Much of the Gaza Strip was plunged into darkness after night-time air strikes on the plant and three bridges that aimed to prevent militants moving across the territory.

Flames poured into the night sky and the sound of shelling and gunfire from combat helicopters could be heard as troops in tanks, armoured cars and bulldozers moved into southern Gaza where the missing serviceman was believed to be held.

Deputy Prime Minister Shimon Peres said on CNN that Israel was "left without a choice" in the face of inaction by the Palestinian leadership to rescue 19-year-old corporal Gilad Shalit.

"The Israeli offensive in Gaza is intended to bring Gilad Shalit home," Infrastructure Minister Benjamin Ben-Eliezer told public radio.

"We do not intend to reoccupy the Gaza Strip or to make the Palestinian population suffer."

It was the first major ground offensive against Gaza since Israel pulled settlers and troops from the impoverished coastal strip last year in a highly controversial operation that ended a 38-year occupation.

No casualties reported

No casualties were reported in the incursion, which followed intensive mediation efforts to free Mr Shalit after his abduction in an attack on Sunday that also killed two Israeli soldiers and two militants.

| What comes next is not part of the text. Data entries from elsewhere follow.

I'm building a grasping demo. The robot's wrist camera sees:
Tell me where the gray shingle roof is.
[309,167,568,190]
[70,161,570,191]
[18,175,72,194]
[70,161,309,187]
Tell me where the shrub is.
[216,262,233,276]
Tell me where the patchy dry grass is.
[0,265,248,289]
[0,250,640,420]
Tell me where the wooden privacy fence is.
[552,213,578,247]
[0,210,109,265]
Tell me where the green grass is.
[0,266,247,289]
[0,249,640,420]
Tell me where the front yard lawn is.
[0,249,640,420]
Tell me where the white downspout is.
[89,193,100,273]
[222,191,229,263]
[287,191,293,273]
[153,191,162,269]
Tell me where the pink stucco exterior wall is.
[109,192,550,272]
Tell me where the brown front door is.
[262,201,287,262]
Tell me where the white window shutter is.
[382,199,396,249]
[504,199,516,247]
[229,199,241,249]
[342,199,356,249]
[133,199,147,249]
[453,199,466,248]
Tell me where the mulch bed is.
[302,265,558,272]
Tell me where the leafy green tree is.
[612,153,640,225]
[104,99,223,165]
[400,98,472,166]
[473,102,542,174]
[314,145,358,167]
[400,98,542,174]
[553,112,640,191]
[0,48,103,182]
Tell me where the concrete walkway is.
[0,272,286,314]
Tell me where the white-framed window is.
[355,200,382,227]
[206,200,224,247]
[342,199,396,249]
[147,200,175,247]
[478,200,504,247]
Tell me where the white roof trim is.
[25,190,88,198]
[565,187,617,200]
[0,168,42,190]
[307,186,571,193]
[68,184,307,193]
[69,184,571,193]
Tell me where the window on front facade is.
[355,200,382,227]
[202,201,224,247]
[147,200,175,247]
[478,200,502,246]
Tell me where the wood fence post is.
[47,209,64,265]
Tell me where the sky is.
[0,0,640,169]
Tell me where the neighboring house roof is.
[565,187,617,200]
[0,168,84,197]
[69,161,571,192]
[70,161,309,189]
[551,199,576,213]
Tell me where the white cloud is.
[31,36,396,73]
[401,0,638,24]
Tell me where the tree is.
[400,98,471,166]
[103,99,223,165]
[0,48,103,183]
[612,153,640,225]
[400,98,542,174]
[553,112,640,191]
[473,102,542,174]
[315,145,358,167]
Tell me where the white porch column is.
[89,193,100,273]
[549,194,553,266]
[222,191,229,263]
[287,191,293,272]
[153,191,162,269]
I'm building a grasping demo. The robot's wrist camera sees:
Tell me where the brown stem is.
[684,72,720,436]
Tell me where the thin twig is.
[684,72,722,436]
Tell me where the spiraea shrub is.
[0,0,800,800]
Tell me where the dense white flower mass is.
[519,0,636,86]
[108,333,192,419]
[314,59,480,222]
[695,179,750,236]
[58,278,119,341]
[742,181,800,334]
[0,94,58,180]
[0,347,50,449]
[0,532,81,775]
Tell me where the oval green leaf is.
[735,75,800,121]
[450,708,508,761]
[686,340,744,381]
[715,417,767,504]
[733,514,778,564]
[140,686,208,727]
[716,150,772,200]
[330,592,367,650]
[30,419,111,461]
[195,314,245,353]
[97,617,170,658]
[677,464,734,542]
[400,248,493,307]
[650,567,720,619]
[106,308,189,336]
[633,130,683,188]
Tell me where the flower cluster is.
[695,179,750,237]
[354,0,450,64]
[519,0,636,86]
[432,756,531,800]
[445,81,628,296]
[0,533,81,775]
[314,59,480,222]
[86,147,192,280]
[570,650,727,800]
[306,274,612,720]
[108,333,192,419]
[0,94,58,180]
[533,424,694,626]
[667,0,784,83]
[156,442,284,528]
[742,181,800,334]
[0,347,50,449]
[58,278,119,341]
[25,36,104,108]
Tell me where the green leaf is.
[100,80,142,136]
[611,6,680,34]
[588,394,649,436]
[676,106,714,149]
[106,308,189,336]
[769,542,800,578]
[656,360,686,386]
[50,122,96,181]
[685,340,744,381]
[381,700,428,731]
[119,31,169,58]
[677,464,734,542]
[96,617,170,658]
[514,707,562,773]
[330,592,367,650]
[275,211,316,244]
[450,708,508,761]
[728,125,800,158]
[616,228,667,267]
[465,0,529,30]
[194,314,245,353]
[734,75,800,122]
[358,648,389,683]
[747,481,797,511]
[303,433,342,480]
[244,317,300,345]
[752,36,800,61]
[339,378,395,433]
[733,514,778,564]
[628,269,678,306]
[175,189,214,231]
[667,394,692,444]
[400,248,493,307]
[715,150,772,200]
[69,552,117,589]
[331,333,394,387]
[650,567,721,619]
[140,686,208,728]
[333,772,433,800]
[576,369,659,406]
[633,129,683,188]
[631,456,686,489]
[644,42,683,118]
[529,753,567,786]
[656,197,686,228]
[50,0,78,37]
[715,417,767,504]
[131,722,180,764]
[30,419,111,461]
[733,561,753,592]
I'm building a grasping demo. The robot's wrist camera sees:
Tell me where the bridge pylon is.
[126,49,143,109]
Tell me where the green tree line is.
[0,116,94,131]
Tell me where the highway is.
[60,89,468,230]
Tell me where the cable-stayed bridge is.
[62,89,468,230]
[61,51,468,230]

Israel massed thousands of troops on the Gaza border as Prime Minister Ehud Olmert ruled out any negotiation with the kidnappers, holding the Hamas-led government and Palestinian president Mahmud Abbas responsible.

The raids followed a landmark agreement on Tuesday between Palestinian factions on an political initiative that implicitly recognises Israel's right to exist, a historic policy shift by Hamas which has long advocated the destruction of the Jewish state.

Israel dismissed the deal however as an "internal matter".

The situation on the ground was further complicated when an armed
Palestinian group claiming to hold the soldier also threatened to kill a Jewish settler it said it had abducted in the occupied West Bank.

Abducted settler

"Unless the aggression stops, we will kill the settler," said a representative of the Popular Resistance Committees, which claimed Sunday's attack along with the armed wing of Hamas and another group.

Although there has been no official Israeli confirmation of the settler kidnapping, one couple reported their son missing after he failed to return home on Monday.

The Gaza incursion came amid international appeals for restraint over the kidnapping which has triggered the worst Middle East crisis since the militant Islamist movement Hamas took office in March.

It also presented the first major security challenge for Mr Olmert since he took office in May pledging to unilaterally redraw the map of Israel even without negotiations with the Palestinians.

Egypt, France and the Vatican, as well as key Israeli ally the United
States, sought to exert pressure on the Palestinians to hand over the soldier.

Israel said it concentrated its forces a few kilometres into southern Gaza where it believed Mr Shalit was being held, including the area of Dahaniyeh near the destroyed airport.

No plans to go deeper

"We have no immediate plans to go deeper in. That could change but that's the situation right now," an army spokesman said.

At one point troops were attacked by light arms fire and possibly an anti-tank missile, but there were no reports of any casualties, he said.

Palestinian militants also fired four rockets into southern Israel from Gaza, without causing any injuries.

Bracing for the offensive, militants had erected earthen mounds across roads and sealed off entrances to refugee camps in parts of Gaza, one of the most densely populated regions on earth.

Men, women and children packed into cars and a horse-drawn cart fled into Rafah from areas to the east as Israeli troops entered the territory while armed gunmen prowled the streets.

"All the people are leaving. They're heading west because we're afraid of the sweep, we're escaping the invasion," said Auda Adwan, 20.

Armed groups have vowed not to release the soldier until all Palestinian women and children are freed from Israeli jails, a demand already rejected by Mr Olmert.

Past history of soldiers kidnapped at the hands of Palestinians bodes ill for Mr Shalit, with all nine such previous cases ending in death.

Meanwhile, Hamas and the rival Fatah movement announced a deal drawn up by Palestinian prisoners that implicitly recognises Israel's right to exist by calling for a Palestinian state on land conquered in 1967.